Extension to other combination functions such as Šidák, Simes, and Fisher
Applications in multiple hypothesis testing scenarios
Generalization to non-normal distribution cases

In-Depth Evaluation

Strengths

Theoretical Rigor: Provides complete mathematical proofs and counterexamples
Practical Value: Offers clear guidance principles for statistical practice
Clear Writing: Logical structure and accurate mathematical exposition
Important Problem: Addresses practical needs in replicability research

Weaknesses

Limited Scope: Primarily applicable to Bonferroni method and normal assumptions
Boundary Cases: Treatment of critical regions is incomplete
Practical Application Guidance: Lacks validation with more real data

Impact

Theoretical Contribution: Provides new theoretical results for replicability statistics
Practical Value: Can improve the power of statistical tests
Extensibility: Lays foundation for development of related methods

Applicable Scenarios

Meta-analysis and systematic reviews
Multi-center clinical trials
Cross-laboratory research verification
Large-scale genetic association studies

References

Benjamini, Y. and Heller, R. (2008).

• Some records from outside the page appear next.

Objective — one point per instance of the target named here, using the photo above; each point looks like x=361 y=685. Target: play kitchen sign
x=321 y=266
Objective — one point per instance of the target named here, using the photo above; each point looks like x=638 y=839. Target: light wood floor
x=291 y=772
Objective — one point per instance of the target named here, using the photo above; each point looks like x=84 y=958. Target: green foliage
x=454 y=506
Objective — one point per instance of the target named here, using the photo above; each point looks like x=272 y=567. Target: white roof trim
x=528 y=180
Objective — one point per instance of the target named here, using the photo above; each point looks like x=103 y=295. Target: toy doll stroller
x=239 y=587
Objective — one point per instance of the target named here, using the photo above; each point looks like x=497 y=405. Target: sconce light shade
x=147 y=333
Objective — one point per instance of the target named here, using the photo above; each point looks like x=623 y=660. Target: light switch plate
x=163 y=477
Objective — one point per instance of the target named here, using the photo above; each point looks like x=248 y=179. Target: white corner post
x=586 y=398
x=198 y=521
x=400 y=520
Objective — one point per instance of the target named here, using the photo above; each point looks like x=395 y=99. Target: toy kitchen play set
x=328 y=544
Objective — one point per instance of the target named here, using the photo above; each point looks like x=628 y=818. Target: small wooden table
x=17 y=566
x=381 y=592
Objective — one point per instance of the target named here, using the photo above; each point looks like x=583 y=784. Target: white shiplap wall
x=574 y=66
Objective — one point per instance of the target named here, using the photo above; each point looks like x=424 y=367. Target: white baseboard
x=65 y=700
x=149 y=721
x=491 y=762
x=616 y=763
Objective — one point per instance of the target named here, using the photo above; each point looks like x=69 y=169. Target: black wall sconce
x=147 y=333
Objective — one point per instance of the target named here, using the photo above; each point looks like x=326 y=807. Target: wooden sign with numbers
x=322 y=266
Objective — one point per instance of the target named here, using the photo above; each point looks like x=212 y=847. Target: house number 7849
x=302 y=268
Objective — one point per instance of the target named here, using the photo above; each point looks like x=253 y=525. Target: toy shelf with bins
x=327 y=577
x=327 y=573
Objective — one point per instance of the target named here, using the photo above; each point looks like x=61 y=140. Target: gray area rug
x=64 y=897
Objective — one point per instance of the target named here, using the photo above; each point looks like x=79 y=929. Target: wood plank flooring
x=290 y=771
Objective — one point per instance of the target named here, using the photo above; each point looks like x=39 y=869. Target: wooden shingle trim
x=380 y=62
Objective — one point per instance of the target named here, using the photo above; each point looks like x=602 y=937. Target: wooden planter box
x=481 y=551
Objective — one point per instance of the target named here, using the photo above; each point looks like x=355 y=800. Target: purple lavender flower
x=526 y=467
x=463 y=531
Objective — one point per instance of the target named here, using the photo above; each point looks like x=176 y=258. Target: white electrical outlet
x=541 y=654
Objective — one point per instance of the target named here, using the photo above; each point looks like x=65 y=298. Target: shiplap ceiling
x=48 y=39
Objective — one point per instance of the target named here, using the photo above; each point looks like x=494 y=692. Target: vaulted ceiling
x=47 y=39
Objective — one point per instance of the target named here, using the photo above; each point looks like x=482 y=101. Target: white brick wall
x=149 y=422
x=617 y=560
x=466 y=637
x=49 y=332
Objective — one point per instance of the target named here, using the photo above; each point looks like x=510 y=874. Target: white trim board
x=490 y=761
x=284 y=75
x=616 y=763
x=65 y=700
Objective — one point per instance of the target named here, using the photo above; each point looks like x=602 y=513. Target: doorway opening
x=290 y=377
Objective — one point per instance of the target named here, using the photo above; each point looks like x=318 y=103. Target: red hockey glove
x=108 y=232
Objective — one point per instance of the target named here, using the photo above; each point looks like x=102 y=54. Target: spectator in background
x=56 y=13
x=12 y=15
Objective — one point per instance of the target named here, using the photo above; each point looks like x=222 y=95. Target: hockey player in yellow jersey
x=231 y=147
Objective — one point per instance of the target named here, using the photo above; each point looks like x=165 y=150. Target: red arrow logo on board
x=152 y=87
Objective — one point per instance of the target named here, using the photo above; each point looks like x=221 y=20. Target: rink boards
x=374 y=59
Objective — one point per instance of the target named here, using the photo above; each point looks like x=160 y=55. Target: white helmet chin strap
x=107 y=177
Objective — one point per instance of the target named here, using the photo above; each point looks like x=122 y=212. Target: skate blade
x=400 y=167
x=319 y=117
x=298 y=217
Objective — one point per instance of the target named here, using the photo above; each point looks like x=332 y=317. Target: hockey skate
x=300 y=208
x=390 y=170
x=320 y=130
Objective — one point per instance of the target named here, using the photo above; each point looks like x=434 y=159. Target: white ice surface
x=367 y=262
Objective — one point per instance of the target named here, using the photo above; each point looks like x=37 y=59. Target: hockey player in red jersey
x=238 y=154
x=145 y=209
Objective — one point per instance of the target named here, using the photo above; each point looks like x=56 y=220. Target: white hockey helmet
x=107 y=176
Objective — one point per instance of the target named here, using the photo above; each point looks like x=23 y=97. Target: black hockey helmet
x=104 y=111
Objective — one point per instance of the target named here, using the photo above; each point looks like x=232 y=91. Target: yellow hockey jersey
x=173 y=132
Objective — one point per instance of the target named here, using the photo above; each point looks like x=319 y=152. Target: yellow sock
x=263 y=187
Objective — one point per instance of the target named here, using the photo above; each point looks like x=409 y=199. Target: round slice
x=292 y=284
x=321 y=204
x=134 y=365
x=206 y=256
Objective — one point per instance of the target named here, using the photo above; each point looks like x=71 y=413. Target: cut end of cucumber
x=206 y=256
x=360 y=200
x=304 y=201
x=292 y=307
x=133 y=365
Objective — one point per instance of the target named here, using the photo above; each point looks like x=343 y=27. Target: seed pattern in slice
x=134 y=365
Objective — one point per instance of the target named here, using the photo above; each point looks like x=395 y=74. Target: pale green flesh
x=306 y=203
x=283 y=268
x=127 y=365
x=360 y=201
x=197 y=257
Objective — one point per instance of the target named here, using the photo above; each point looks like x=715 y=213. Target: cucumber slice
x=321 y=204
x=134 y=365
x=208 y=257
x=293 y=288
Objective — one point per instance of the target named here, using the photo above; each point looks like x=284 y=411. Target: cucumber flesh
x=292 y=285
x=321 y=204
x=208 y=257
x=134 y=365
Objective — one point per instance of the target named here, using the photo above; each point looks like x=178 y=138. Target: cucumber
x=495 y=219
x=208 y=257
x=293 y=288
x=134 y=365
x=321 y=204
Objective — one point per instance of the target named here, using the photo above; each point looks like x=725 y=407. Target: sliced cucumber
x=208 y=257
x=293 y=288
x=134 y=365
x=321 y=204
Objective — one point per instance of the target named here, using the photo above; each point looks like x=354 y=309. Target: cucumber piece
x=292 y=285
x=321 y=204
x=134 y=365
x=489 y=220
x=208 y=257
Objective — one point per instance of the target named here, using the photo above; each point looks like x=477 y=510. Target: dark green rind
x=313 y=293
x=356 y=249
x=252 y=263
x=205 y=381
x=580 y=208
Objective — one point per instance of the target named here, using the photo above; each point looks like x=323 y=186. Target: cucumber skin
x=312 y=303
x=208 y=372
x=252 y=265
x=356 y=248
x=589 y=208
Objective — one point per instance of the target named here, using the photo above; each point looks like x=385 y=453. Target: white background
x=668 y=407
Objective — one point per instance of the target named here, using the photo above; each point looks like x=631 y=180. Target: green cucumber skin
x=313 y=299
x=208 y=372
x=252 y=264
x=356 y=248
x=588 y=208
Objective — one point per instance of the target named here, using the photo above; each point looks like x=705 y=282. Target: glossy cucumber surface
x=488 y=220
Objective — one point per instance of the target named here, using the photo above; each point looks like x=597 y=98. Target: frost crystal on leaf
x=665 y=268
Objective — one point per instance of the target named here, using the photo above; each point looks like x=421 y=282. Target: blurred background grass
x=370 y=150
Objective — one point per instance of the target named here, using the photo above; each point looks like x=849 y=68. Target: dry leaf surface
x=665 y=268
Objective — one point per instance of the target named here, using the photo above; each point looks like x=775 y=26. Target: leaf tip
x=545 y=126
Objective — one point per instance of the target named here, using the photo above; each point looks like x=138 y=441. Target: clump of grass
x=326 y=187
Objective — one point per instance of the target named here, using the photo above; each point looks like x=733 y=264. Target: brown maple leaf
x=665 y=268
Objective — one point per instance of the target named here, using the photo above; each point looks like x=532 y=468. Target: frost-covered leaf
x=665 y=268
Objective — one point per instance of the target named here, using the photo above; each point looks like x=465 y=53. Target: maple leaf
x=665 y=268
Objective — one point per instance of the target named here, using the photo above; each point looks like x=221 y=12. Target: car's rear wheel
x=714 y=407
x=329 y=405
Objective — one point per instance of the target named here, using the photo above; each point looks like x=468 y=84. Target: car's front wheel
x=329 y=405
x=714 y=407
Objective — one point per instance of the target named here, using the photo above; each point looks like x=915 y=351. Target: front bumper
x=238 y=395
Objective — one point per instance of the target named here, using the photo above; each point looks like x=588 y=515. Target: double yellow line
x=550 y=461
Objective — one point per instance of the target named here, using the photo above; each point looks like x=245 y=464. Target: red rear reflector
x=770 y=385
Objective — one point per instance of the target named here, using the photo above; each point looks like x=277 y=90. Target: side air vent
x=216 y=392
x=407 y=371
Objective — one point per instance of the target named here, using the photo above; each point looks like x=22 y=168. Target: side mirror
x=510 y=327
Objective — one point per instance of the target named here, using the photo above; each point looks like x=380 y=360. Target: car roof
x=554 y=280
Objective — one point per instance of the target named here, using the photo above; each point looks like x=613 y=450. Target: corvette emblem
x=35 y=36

Screening for partial conjunction hypotheses. Biometrics.
Bogomolov, M. and Heller, R. (2023). Replicability across multiple studies. Statistical Science.
Owen, A. B. (2009). Karl Pearson's meta-analysis revisited. Annals of Statistics.
Sasabuchi, S. (1980). A test of a multivariate normal mean with composite hypotheses. Biometrika.

This paper makes important theoretical contributions to replicability statistics. Through rigorous mathematical analysis, it determines when traditional conservative corrections can be omitted, thereby improving the power of statistical tests. Despite some limitations, its theoretical value and practical significance are substantial.